Kilo Gateway is the native path: Kilo markets it as zero-markup, billing lands in your Kilo account, and routing is Kilo-managed. If Kilo Code is your only AI surface and it carries the exact model you need, compare that model in Kilo Gateway before taking on the OpenRouter fee. It mostly comes down to account gravity. If OpenRouter already sits in your stack, add it to Kilo and keep one routing policy.
Frequently asked questions
Is OpenRouter free with Kilo Code?
Partly. OpenRouter has 20+ free models you can use inside Kilo Code, capped at 50 requests per day and 20 per minute with no credits loaded. Add $10 or more in credits and the free-model cap rises to 1,000 requests per day. Kilo’s own kilo-auto/free option is separate and runs through Kilo Gateway.
What is the difference between Kilo Code and OpenRouter?
Kilo Code is the coding agent that runs in your editor or terminal. OpenRouter is a provider you add inside Kilo Code to reach 300+ models from 60+ providers through one API key. You use them together.

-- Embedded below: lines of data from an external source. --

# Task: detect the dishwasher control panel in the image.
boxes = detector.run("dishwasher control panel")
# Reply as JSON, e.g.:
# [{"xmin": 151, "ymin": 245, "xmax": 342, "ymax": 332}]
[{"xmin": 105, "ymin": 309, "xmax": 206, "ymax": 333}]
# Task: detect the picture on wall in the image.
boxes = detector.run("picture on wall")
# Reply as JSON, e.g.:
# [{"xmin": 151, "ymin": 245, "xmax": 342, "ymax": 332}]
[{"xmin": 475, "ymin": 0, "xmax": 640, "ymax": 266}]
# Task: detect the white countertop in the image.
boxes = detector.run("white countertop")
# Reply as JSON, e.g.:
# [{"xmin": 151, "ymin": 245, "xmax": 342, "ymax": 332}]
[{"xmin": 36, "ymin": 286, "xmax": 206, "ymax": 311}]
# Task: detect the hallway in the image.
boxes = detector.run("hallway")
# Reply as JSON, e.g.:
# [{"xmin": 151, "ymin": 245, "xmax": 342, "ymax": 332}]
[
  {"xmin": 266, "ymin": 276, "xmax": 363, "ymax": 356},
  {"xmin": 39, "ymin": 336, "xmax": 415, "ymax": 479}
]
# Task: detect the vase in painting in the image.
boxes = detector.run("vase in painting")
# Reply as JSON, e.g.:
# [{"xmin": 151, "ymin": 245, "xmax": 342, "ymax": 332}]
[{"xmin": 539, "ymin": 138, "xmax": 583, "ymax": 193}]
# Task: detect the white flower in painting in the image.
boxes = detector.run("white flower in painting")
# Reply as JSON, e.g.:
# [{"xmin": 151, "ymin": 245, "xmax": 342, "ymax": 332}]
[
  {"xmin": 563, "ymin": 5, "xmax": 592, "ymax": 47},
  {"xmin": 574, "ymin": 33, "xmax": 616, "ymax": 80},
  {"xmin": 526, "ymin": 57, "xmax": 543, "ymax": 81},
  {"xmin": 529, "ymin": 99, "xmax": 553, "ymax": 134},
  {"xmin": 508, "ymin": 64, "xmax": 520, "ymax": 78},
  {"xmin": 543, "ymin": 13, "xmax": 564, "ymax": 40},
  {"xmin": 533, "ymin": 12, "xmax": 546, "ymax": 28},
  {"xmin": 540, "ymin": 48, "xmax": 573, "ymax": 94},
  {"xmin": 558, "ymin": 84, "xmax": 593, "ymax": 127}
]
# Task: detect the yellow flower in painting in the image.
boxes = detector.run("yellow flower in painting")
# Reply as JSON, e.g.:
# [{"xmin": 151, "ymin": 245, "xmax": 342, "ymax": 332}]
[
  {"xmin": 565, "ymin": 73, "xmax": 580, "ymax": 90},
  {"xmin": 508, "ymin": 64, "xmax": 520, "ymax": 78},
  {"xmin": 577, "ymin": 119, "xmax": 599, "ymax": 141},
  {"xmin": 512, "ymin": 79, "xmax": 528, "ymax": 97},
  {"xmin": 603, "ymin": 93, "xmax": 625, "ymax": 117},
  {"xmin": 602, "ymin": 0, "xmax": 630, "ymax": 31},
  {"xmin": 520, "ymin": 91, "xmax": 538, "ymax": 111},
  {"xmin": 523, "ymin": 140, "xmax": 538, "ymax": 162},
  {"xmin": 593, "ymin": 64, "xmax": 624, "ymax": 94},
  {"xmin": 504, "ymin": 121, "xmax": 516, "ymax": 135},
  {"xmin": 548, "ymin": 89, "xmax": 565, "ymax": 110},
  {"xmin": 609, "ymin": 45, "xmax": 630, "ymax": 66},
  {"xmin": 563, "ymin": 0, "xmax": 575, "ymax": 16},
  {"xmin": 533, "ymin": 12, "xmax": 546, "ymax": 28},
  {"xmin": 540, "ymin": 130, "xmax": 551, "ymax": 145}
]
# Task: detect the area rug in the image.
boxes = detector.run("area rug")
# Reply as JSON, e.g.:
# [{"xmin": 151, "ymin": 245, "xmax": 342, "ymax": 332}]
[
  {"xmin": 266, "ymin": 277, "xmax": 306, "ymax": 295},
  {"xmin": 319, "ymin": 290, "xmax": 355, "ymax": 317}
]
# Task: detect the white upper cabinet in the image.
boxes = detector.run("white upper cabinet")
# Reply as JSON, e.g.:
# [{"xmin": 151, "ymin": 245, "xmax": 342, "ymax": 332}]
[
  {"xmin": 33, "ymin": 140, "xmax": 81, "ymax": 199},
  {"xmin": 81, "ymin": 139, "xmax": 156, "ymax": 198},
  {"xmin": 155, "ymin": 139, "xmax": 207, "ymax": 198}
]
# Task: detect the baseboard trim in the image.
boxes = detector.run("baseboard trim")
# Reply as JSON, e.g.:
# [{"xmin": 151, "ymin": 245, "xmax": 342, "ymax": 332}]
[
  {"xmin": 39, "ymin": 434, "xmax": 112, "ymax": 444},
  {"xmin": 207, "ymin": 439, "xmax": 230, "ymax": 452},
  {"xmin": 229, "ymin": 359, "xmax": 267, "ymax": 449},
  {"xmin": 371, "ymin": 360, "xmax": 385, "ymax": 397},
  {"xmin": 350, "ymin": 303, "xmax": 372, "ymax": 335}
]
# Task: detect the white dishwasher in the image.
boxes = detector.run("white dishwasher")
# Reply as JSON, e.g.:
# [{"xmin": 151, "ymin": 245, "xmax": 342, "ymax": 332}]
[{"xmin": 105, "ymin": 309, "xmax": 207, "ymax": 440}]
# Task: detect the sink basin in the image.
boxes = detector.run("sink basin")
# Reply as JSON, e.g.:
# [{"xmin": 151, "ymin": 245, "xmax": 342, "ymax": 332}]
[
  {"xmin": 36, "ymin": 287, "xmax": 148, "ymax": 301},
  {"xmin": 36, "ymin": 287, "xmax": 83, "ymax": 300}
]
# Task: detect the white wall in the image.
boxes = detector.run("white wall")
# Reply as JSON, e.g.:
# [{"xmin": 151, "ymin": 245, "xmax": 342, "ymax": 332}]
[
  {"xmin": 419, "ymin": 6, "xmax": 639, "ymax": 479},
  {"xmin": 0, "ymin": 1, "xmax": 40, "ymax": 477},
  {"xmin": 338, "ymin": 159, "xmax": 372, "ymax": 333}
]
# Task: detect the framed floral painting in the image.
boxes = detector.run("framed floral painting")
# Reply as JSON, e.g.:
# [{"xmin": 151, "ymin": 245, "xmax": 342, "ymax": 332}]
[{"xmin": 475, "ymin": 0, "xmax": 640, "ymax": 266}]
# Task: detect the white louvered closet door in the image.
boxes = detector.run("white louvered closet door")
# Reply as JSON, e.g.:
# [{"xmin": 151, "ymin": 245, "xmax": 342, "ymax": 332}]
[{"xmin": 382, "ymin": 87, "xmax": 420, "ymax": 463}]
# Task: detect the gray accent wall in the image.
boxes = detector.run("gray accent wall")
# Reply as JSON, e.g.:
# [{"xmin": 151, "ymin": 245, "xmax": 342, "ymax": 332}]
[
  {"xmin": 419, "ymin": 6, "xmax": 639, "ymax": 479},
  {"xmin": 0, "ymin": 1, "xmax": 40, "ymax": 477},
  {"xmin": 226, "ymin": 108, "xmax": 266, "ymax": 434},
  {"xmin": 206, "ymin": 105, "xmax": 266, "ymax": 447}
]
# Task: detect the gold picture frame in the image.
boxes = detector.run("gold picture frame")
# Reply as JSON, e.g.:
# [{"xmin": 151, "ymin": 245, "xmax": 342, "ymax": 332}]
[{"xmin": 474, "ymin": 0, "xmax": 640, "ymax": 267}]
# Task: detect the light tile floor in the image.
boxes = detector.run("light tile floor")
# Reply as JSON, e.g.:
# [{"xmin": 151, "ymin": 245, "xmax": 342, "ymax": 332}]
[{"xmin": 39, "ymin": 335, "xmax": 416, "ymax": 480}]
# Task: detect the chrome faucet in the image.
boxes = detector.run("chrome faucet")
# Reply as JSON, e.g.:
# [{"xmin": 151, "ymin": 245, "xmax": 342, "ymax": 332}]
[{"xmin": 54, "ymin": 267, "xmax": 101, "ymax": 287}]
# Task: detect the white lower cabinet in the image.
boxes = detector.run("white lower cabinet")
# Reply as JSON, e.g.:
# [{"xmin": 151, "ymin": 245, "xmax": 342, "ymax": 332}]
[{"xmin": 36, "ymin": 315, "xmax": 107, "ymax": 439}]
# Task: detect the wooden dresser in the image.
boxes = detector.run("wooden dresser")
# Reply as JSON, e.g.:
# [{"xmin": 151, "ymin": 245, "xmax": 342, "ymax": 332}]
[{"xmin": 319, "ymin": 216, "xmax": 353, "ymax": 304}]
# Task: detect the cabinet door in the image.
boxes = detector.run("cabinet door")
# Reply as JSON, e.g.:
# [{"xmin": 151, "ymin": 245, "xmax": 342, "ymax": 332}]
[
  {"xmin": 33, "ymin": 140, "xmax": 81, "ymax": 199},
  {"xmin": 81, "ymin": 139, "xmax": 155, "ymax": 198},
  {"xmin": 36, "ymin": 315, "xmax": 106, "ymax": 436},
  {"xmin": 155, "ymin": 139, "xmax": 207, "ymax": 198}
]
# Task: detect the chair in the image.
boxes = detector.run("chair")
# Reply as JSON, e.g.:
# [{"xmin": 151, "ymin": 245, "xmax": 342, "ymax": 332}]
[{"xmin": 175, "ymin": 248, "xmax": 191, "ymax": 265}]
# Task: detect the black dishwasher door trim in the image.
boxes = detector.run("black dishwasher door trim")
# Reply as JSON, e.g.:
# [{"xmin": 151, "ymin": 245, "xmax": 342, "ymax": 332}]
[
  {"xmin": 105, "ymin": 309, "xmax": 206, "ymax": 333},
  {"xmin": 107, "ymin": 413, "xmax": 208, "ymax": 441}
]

How do I set the OpenRouter provider order in Kilo Code?
Add an order array under models.{modelId}.options.provider in kilo.json, listing provider names in preference order such as ["Anthropic", "Google"]. Add only to restrict requests to an approved list. Kilo forwards these fields to OpenRouter without validating them.
Does OpenRouter cost more than Kilo’s own gateway?
OpenRouter charges a 5.5% fee on credit purchases and doesn’t mark up provider prices. Kilo markets Kilo Gateway as zero-markup. OpenRouter is often the better operational choice when you already use it across tools or need provider routing controls.
Can I use OpenRouter with the Kilo CLI?
Yes. The CLI reads the same kilo.json config, so you can add the OpenRouter provider block and routing options directly. The VS Code Providers tab writes to the same file.